A snapshot of Turrbal history suggests the various pathways (Aboriginal tracks), in existence since the Dreamtime, formed the basis of road infrastructure around Brisbane today. Examples of these included Waterworks Rd and the Old Northern Rd.  Waterworks Rd, for example, was built on a Turrbal pathway leading to Mt Coot-tha – a place of the honey-bee Dreaming.  The Old Northern Rd pathway led to the triennial Bunya feast of the neighbouring tribe, the Wakka Wakka.

Today, Aboriginal culture is enshrined in the city’s historical art trails, exhibitions and place names.

As you travel through Brisbane, you will encounter suburbs bearing intriguing Aboriginal names.
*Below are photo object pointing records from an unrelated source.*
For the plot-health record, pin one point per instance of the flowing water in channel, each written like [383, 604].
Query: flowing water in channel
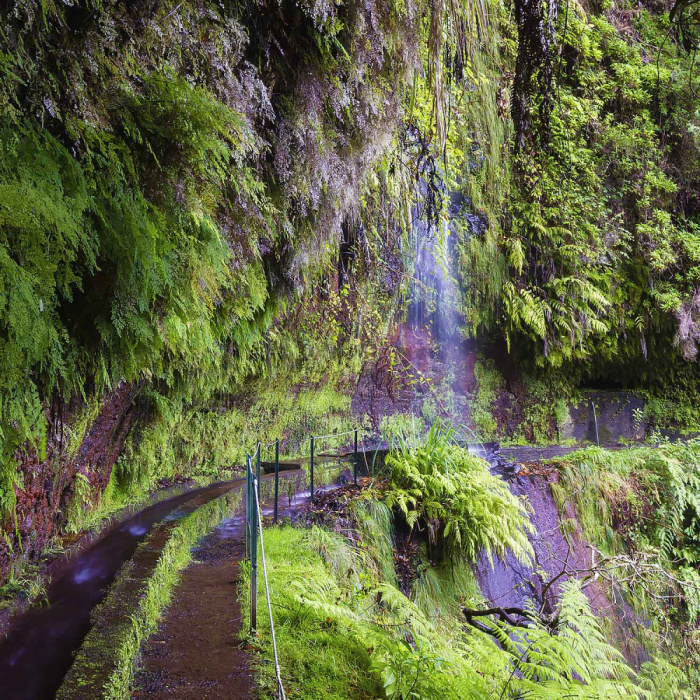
[39, 648]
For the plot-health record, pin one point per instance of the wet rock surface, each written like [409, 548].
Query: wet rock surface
[197, 653]
[39, 648]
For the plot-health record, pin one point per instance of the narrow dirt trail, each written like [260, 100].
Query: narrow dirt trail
[196, 652]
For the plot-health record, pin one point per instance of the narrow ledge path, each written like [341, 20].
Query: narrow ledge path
[197, 652]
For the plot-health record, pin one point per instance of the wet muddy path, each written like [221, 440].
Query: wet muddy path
[40, 645]
[197, 651]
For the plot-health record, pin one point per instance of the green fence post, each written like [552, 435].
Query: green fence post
[247, 506]
[254, 560]
[312, 468]
[277, 473]
[354, 468]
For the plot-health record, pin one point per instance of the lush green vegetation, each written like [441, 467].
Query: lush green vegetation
[440, 488]
[344, 630]
[639, 508]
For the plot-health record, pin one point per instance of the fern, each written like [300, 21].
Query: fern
[438, 486]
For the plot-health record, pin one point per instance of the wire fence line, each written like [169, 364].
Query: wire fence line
[280, 688]
[254, 525]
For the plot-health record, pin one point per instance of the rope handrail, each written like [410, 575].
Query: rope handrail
[280, 688]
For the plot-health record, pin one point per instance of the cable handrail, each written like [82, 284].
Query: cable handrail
[347, 432]
[280, 688]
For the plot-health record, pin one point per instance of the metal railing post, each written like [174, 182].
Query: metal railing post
[595, 419]
[312, 468]
[354, 464]
[277, 474]
[254, 560]
[247, 506]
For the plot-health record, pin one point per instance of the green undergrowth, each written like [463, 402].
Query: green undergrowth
[105, 664]
[640, 509]
[345, 630]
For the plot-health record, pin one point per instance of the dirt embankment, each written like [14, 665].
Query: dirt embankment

Among them are Indooroopilly (gully of running water), Bellbowrie (place of the flowering gums), Coorparoo (a ground dove), Enoggera (corroboree place), Yeerongpilly (rain coming), Wooloowin (fish), Nudgee (green frog), Woolloongabba (whirling water) and Wynnum (breadfruit tree), to name but a few.
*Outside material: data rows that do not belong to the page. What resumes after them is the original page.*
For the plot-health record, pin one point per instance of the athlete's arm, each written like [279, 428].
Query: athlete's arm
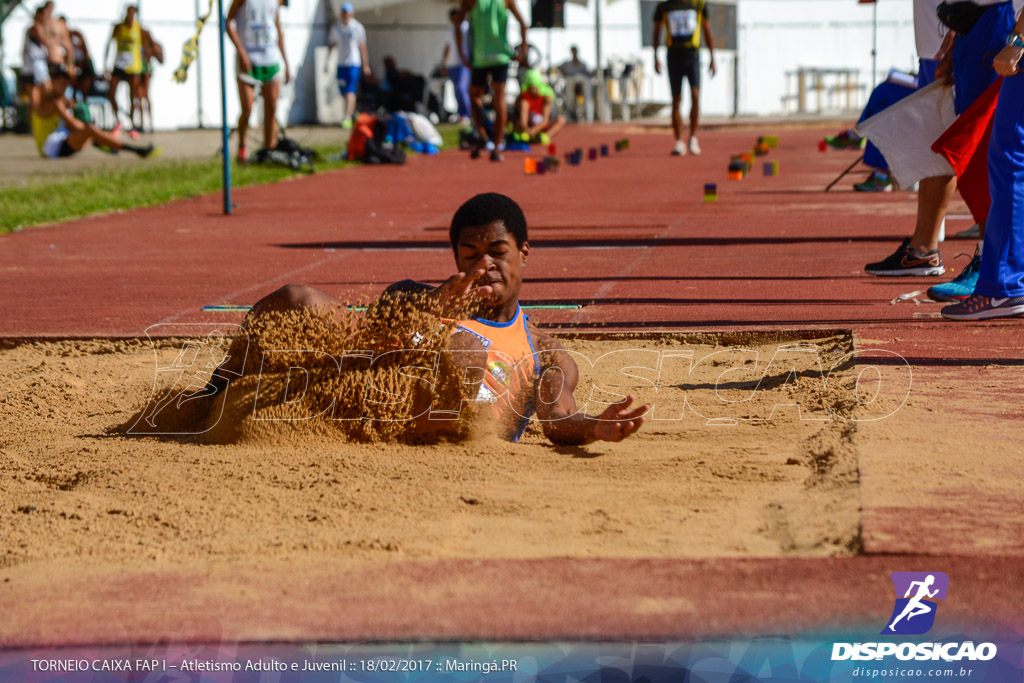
[523, 45]
[85, 46]
[706, 27]
[107, 52]
[561, 420]
[281, 45]
[452, 297]
[465, 8]
[944, 70]
[366, 56]
[1007, 62]
[655, 38]
[233, 36]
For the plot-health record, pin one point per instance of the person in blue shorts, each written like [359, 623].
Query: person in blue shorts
[999, 288]
[349, 37]
[968, 68]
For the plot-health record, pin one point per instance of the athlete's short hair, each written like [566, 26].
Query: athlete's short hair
[487, 208]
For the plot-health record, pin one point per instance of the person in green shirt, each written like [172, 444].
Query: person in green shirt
[489, 62]
[537, 117]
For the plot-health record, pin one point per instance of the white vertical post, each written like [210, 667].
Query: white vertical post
[602, 84]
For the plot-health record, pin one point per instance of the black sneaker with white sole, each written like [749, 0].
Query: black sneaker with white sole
[905, 261]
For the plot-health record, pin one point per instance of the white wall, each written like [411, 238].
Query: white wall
[172, 23]
[779, 36]
[774, 36]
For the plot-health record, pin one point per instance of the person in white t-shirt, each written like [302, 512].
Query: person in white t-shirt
[350, 38]
[261, 61]
[452, 66]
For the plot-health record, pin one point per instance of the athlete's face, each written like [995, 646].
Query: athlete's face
[493, 249]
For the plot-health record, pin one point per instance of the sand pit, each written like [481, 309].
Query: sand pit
[77, 488]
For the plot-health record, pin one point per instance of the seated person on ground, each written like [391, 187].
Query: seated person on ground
[503, 356]
[536, 114]
[59, 133]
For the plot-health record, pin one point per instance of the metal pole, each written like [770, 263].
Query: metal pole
[225, 153]
[199, 74]
[875, 42]
[602, 100]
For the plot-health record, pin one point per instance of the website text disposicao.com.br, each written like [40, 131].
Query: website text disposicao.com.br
[909, 673]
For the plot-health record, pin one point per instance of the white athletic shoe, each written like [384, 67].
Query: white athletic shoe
[973, 232]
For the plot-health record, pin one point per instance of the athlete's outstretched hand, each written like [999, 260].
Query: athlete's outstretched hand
[617, 421]
[460, 291]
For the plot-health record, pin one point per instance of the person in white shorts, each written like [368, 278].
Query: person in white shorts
[261, 62]
[350, 38]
One of the first indigenous organisations started in West End, originally known as Kurilpa, with Musgrave Park as one of the most well-known meeting grounds.  The National Aboriginal Islander Day of Celebration (NAIDOC) is held in the park each year, as is the Greek Festival – Paniyiri.

Another important site is the Mt Coot-tha Aboriginal Art Trail where indigenous art is displayed in its natural setting, and you can see how it is used as a way of mapping the land and passing on cultural information. In addition, a significant number of organisations and historical groups are showcasing Aboriginal culture and its importance to Brisbane.